Grupa WB i południowokoreańska Hanwha Aerospace podpisały umowę określającą warunki działania spółki, która będzie produkowała w Polsce pociski rakietowe do wyrzutni Chunmoo. – Dzięki transferowi technologii […] nowe pociski będą wykorzystywane również przez inne systemy rakietowe, które są w wyposażeniu Wojska Polskiego – zapowiedział wicepremier Władysław Kosiniak-Kamysz.
Podpisany przez przedstawicieli Grupy WB oraz Hanwha Aerospace dokument zawiera kluczowe warunki dotyczące funkcjonowania spółki, która będzie produkowała w Polsce pociski rakietowe CGR-080 o zasięgu 80 km. To amunicja do wyrzutni artylerii rakietowej K239 Chunmoo, które stanowią podstawę polskiego systemu Homar-K.

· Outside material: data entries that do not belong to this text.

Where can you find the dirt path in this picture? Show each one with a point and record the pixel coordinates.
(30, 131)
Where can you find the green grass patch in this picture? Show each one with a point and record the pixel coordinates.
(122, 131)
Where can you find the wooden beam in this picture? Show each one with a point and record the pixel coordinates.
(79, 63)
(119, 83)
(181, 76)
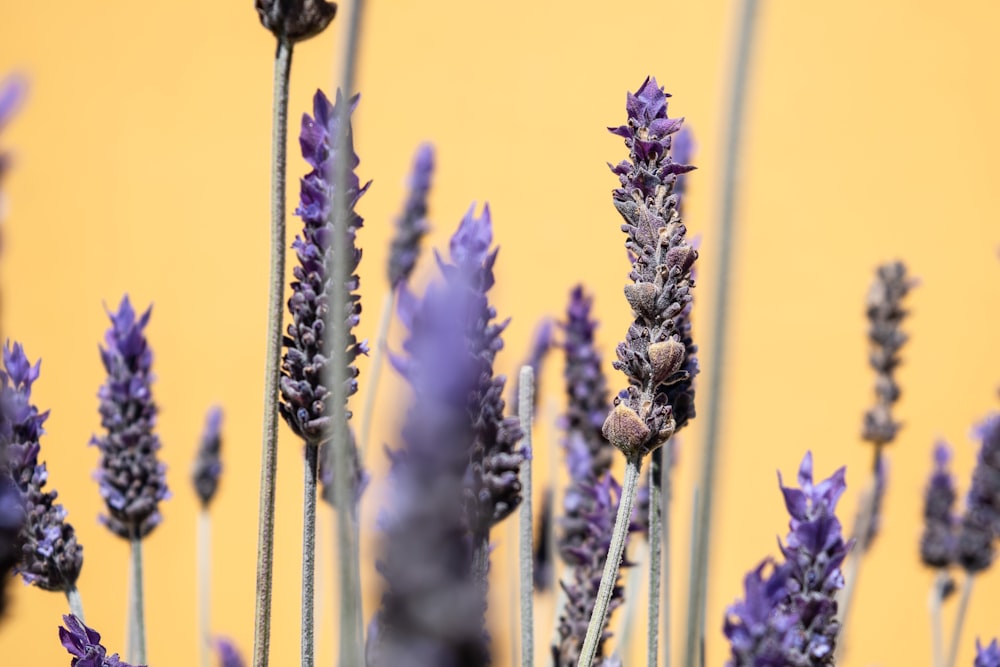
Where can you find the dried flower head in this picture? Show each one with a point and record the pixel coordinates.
(295, 20)
(937, 544)
(885, 315)
(208, 464)
(131, 477)
(84, 644)
(51, 557)
(644, 417)
(411, 225)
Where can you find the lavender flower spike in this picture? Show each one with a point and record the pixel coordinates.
(51, 558)
(981, 521)
(131, 477)
(938, 543)
(84, 644)
(208, 464)
(654, 352)
(411, 226)
(307, 344)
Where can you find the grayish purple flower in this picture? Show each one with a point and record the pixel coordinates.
(208, 464)
(84, 644)
(980, 523)
(51, 557)
(131, 477)
(655, 354)
(938, 542)
(304, 397)
(411, 225)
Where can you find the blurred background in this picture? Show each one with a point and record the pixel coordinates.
(142, 166)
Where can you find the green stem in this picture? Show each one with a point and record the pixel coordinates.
(526, 389)
(612, 563)
(138, 642)
(714, 385)
(276, 291)
(963, 607)
(75, 603)
(375, 371)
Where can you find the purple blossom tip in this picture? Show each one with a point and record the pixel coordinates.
(131, 477)
(84, 644)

Na razie trwają negocjacje dotyczące lokalizacji fabryki. Wiadomo jednak, że pierwsze pociski mają zjechać z linii produkcyjnej już za trzy lata.
„Konsekwentnie budujemy zdolności odstraszania i obrony Wojska Polskiego” – napisał w mediach społecznościowych wicepremier Władysław Kosiniak-Kamysz. Zapowiedział, że dzięki transferowi technologii do naszego przemysłu nowe pociski będą wykorzystywane również przez inne systemy rakietowe, które są w wyposażeniu wojska. Szef MON-u podkreślił także, że w modernizacji sił zbrojnych muszą brać udział polskie firmy. Dzisiejsze porozumienie jest dowodem realizacji tego założenia.

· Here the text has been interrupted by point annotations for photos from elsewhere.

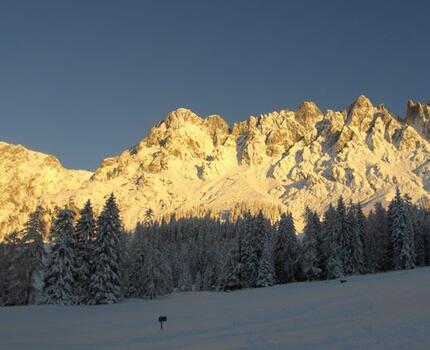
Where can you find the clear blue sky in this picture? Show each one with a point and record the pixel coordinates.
(84, 80)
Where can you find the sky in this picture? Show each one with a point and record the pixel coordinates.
(84, 80)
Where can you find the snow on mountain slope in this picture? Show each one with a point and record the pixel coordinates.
(29, 178)
(381, 311)
(284, 158)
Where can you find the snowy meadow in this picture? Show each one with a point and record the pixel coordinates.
(381, 311)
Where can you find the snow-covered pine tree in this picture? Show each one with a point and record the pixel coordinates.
(266, 268)
(310, 249)
(357, 231)
(286, 250)
(14, 287)
(230, 278)
(249, 252)
(136, 287)
(371, 245)
(401, 233)
(84, 243)
(59, 272)
(157, 275)
(105, 285)
(378, 226)
(330, 250)
(34, 254)
(185, 283)
(346, 237)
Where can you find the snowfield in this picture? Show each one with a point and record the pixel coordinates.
(383, 311)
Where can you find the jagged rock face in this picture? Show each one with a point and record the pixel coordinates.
(29, 178)
(284, 158)
(418, 116)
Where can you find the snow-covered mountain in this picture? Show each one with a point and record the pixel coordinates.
(284, 158)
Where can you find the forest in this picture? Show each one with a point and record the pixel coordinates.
(84, 259)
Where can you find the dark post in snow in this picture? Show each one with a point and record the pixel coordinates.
(162, 319)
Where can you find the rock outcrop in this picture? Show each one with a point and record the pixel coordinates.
(283, 158)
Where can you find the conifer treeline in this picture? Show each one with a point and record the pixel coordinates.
(93, 261)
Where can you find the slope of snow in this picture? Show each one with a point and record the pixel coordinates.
(384, 311)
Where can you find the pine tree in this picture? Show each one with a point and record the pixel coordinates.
(249, 253)
(83, 265)
(105, 285)
(185, 282)
(157, 275)
(286, 250)
(59, 272)
(330, 249)
(34, 254)
(231, 269)
(310, 247)
(357, 228)
(136, 287)
(266, 269)
(401, 233)
(378, 225)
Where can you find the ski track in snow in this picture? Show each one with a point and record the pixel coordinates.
(382, 311)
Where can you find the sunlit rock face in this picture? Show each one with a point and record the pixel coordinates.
(284, 158)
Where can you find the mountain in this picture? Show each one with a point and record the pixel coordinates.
(283, 159)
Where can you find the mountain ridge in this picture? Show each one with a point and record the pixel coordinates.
(283, 158)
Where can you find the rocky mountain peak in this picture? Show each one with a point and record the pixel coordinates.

Paweł Bejda, wiceminister obrony, który był obecny podczas podpisywania dokumentu, przypomniał, że w kwietniu ubiegłego roku zawarto umowę wykonawczą na dostawę 72 wyrzutni Chunmoo. Z tej liczby 12 będzie produkowanych w Korei, ale 60 już w Polsce. W sumie Polska kupiła 290 południowokoreańskich wyrzutni. – Doprowadziliśmy do tego, że produkcja amunicji, pocisków rakietowych, w Polsce stanie się faktem – powiedział Bejda. Ocenił jednocześnie, że ma to olbrzymie znaczenie z punktu widzenia bezpieczeństwa na świecie. – W razie konfliktu mamy produkcję na miejscu. Poza tym jest to także element odstraszania – wskazał wiceminister. Paweł Bejda podkreślił, że Korea Południowa jest partnerem sprawdzonym i chce dzielić się technologiami. Wiceszef MON-u liczy także, że w przyszłości koreańskie pociski rakietowe o zasięgu 290 km będą produkowane w polskich zakładach zbrojeniowych.

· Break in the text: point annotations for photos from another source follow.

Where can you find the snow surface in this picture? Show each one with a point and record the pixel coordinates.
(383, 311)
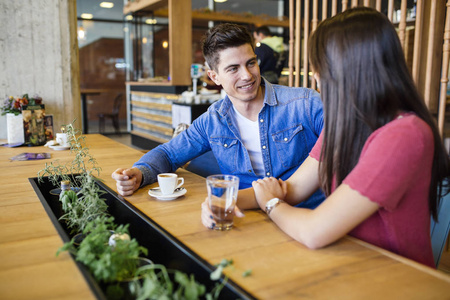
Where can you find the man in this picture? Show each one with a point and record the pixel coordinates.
(257, 130)
(270, 52)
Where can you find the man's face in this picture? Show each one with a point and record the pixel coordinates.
(238, 73)
(258, 37)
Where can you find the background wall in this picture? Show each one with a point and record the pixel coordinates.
(39, 55)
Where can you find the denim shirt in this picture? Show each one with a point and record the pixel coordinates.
(290, 122)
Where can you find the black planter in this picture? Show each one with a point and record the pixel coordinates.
(163, 248)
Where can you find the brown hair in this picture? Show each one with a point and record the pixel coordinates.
(221, 37)
(364, 83)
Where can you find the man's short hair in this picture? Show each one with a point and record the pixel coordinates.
(221, 37)
(264, 30)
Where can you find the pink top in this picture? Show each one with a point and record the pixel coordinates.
(394, 171)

Piotr Wojciechowski, prezes Grupy WB, wskazał, że dzisiejsza uroczystość to wyraz „wizjonerskiej myśli MON-u”. – Tworzymy pierwszą tego typu umowę joint venture w polskim przemyśle zbrojeniowym – dodał. Zapowiedział, że współpraca z Hanwha Aerospace przy pełnym wsparciu MON-u daje szansę na produkcję, rozwój i eksport produktów. – Budujemy zakład z przyszłością i nie chcemy się skupiać tylko na tym jednym obszarze. I to jest pierwszy krok – dodał.
Piotr Wojciechowski wyjaśnił, że trwają negocjacje z przedstawicielami kilku powiatów w sprawie lokalizacji nowej fabryki. W grę wchodzi pięć miejscowości. Podkreślił też, że celem jest polonizacja pocisku, czyli jego produkcja w kraju przez polskich partnerów.
Wieloprowadnicowe wyrzutnie K239 Chunmoo w polskim wojsku mają oznaczenie Homar-K. Broń jest przystosowana do rakiet różnego typu. Pociski CGR-080 kalibru 239 mm, które będą produkowane w Polsce na mocy podpisanego porozumienia, mają zasięg 80 km.